Best of the Decade
- Moonlight
- USA2016
- Barry Jenkins
- 111 DCP
- 14A
Screening Dates
- February 7, 2020 6:30
- February 10, 2020 8:00
“I can’t recall a more sensitive, caring, and meditative portrait of young black boys … The best film I’ve seen in a long time.”
Ta-Nehisi Coates
American independent Barry Jenkins’s sophomore feature and sleeper hit was a true eye-opener (and heartbreaker): a tender, trenchant portrait of black masculinity with little precedent in cinema. Its ultimate coronation at the 89th Academy Awards (after that notorious Faye Dunaway-Warren Beatty-La La Land fiasco) represented a multitude of milestones — including first LGBTQ-themed film, first African-American directed film, and lowest-budget film to ever win the Best Picture Oscar!
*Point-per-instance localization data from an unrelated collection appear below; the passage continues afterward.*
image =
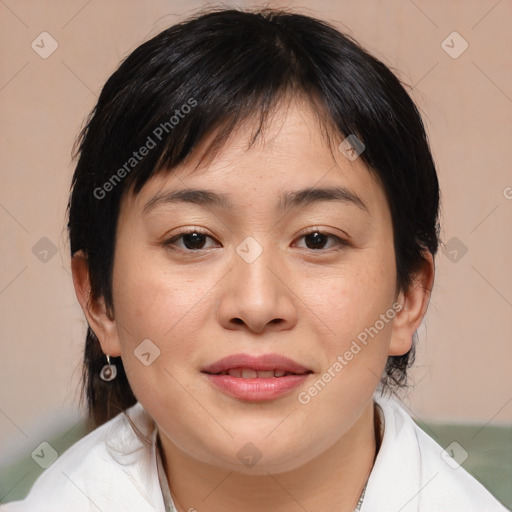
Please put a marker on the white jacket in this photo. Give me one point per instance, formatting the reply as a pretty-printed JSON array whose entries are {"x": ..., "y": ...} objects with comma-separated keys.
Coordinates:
[{"x": 113, "y": 470}]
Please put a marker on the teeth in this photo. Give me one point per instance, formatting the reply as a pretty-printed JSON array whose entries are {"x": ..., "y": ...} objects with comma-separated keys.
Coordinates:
[
  {"x": 266, "y": 374},
  {"x": 249, "y": 373}
]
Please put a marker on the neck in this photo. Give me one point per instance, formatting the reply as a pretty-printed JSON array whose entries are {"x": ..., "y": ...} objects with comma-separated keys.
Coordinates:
[{"x": 333, "y": 481}]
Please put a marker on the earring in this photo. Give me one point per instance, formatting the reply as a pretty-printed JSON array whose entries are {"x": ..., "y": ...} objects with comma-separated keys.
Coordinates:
[{"x": 109, "y": 371}]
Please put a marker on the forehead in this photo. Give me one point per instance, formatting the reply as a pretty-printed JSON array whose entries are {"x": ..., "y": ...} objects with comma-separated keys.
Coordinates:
[{"x": 292, "y": 152}]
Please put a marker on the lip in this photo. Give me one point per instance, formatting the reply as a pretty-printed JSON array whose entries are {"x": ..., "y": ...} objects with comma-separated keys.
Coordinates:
[
  {"x": 256, "y": 362},
  {"x": 256, "y": 389}
]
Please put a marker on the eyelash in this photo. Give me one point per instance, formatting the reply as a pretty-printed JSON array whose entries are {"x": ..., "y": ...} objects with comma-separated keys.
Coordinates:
[{"x": 170, "y": 242}]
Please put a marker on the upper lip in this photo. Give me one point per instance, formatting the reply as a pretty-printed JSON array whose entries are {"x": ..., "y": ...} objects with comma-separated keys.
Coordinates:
[{"x": 256, "y": 362}]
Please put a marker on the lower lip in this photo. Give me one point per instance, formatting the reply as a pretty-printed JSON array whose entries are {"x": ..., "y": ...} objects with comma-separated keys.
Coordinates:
[{"x": 256, "y": 390}]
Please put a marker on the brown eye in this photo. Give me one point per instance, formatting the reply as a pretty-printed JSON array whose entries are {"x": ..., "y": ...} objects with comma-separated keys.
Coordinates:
[
  {"x": 193, "y": 240},
  {"x": 317, "y": 240}
]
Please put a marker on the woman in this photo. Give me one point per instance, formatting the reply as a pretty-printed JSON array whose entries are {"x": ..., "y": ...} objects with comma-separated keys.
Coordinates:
[{"x": 253, "y": 222}]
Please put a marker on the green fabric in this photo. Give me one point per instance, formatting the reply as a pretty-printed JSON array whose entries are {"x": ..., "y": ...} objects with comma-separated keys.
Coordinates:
[{"x": 489, "y": 458}]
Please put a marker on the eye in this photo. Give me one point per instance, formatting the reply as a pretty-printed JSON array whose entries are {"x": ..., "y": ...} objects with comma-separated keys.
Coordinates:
[
  {"x": 193, "y": 240},
  {"x": 317, "y": 239}
]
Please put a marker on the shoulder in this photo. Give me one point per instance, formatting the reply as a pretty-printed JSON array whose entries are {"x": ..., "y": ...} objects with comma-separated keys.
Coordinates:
[
  {"x": 413, "y": 473},
  {"x": 109, "y": 469}
]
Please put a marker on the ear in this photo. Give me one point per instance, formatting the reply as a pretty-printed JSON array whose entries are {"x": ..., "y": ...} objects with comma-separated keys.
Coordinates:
[
  {"x": 414, "y": 303},
  {"x": 100, "y": 320}
]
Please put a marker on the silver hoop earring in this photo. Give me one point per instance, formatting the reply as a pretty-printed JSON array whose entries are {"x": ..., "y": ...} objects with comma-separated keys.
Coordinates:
[{"x": 109, "y": 371}]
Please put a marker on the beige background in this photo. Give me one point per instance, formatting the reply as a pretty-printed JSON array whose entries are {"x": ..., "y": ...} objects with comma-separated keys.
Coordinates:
[{"x": 465, "y": 352}]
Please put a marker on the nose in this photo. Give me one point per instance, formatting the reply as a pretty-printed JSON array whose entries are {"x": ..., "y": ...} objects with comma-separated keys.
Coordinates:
[{"x": 257, "y": 295}]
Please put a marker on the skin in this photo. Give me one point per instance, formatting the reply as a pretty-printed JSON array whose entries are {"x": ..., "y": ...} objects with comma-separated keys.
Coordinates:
[{"x": 303, "y": 302}]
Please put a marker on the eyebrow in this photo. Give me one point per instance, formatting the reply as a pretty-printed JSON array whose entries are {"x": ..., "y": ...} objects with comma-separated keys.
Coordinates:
[{"x": 291, "y": 199}]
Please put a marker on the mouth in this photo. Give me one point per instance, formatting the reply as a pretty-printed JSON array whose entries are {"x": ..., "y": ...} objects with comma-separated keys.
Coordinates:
[
  {"x": 256, "y": 378},
  {"x": 251, "y": 373},
  {"x": 264, "y": 366}
]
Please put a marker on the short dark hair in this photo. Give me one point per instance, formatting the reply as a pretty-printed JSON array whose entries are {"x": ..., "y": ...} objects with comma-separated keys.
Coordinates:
[{"x": 213, "y": 71}]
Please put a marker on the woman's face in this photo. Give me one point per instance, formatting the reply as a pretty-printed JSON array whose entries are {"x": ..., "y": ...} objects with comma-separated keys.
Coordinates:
[{"x": 257, "y": 281}]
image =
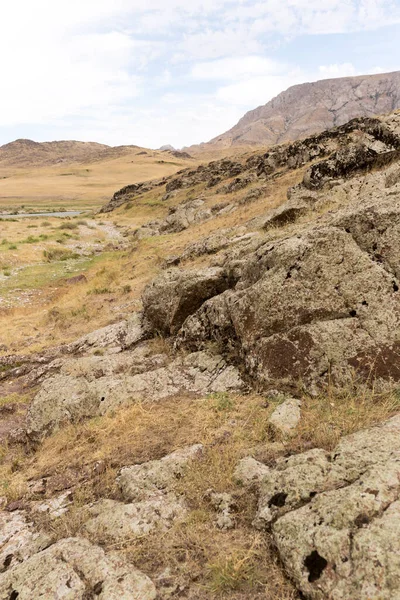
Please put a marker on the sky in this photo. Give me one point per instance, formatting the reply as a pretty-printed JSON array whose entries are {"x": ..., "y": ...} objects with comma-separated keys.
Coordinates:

An impressionistic drama imbued with the screen poetry of a Wong Kar-Wai or Terrence Malick, Moonlight recounts the boyhood, teen years, and young adulthood of Chiron, who grows up poor in drug-ravaged Miami. A different performer plays Chiron in each of the film’s three parts. Screenwriter Tarell Alvin McCraney, adapting his own semi autobiographical play, and supporting actor Mahershala Ali, as drug dealer and father-figure Juan, also earned Oscars.
“Moonlight is magic. So intimate you feel like you’re trespassing on its characters’ souls … It’s a film that manages to be both achingly familiar and unlike anything we’ve seen before.”